Saoirse shrugged and lit up. She’d been on holiday when things had gone bad, or so she claimed. She’d never mentioned family, or any sort of significant other. Then, a lot of people didn’t like talking about what went on those first few days after the dead had risen – Ramirez included. Regardless, Saoirse had a way about her. And she had a head for organization. That came in handy these days, when they had almost forty people, including kids, to take care of.
“I had another use for him in mind,” Ramirez said.
“Oh?” Dunnigan turned his gaze on her. “And what might that be?”
Saoirse might be the mayor of their little community, but Dunnigan was the sheriff. He had been one of the first to see the potential in the lodge. He’d been a trucker and had been asleep in the campground when the first walkers had stumbled down the road. He’d turned his rig into a shelter, and set about organizing foraging parties over the course of the following days.
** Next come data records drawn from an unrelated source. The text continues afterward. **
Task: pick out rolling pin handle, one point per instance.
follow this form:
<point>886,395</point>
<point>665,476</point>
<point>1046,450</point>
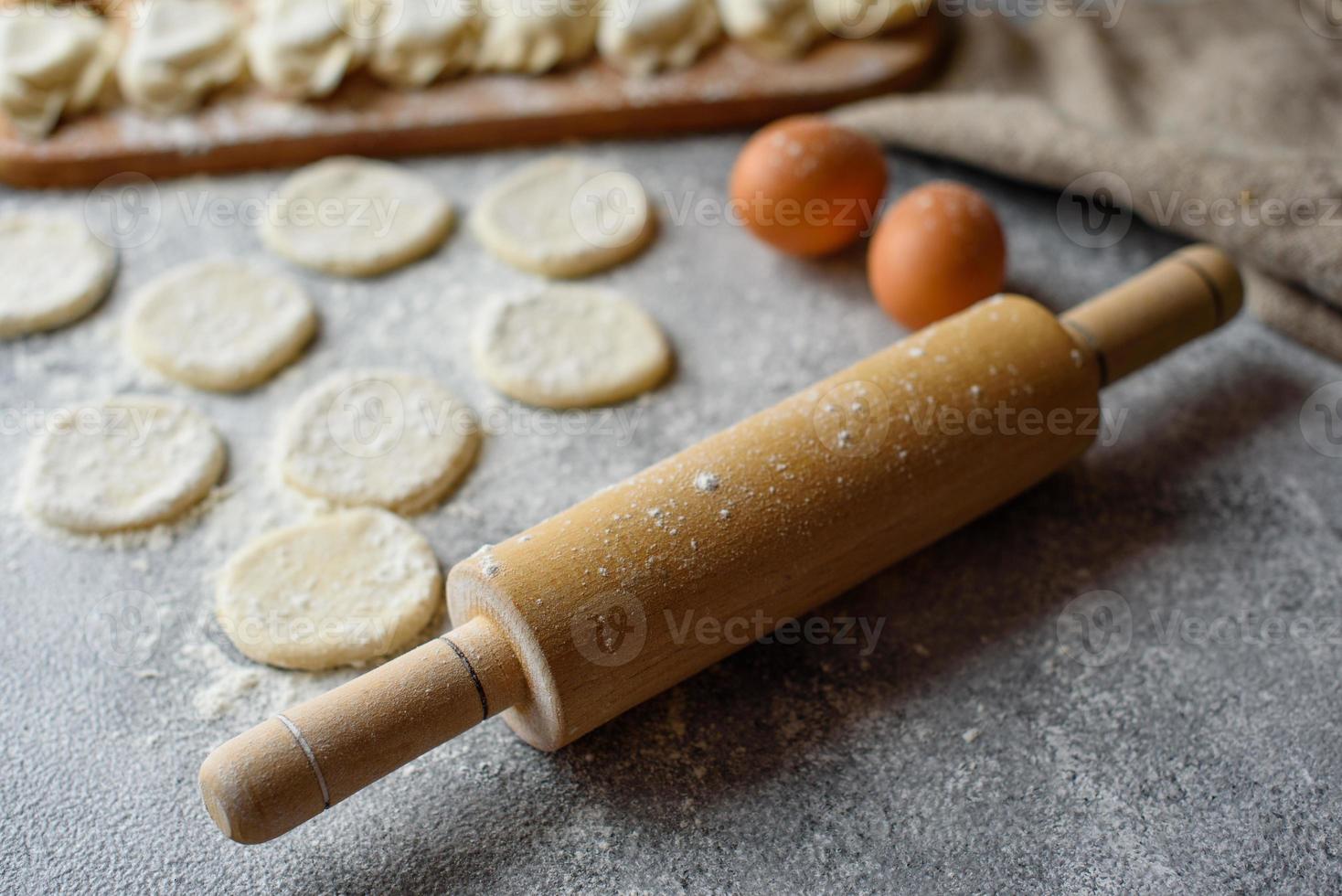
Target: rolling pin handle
<point>1185,295</point>
<point>303,761</point>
By the time Ramirez had shown up, Dunnigan had already overseen the clearing of the lodge and the first few fortifications they’d made. Even better, he’d been carrying a load of chain link fencing, concrete mix and the like to a construction site somewhere north of them. It was a lucky thing for everyone he’d stopped when he had. Without the materials he’d been hauling, they’d never have been able to make a go of it.
Frieda stepped close to her, one hand on the small of her back. Ramirez turned and smiled. Then she cleared her throat and said, “We need to move.”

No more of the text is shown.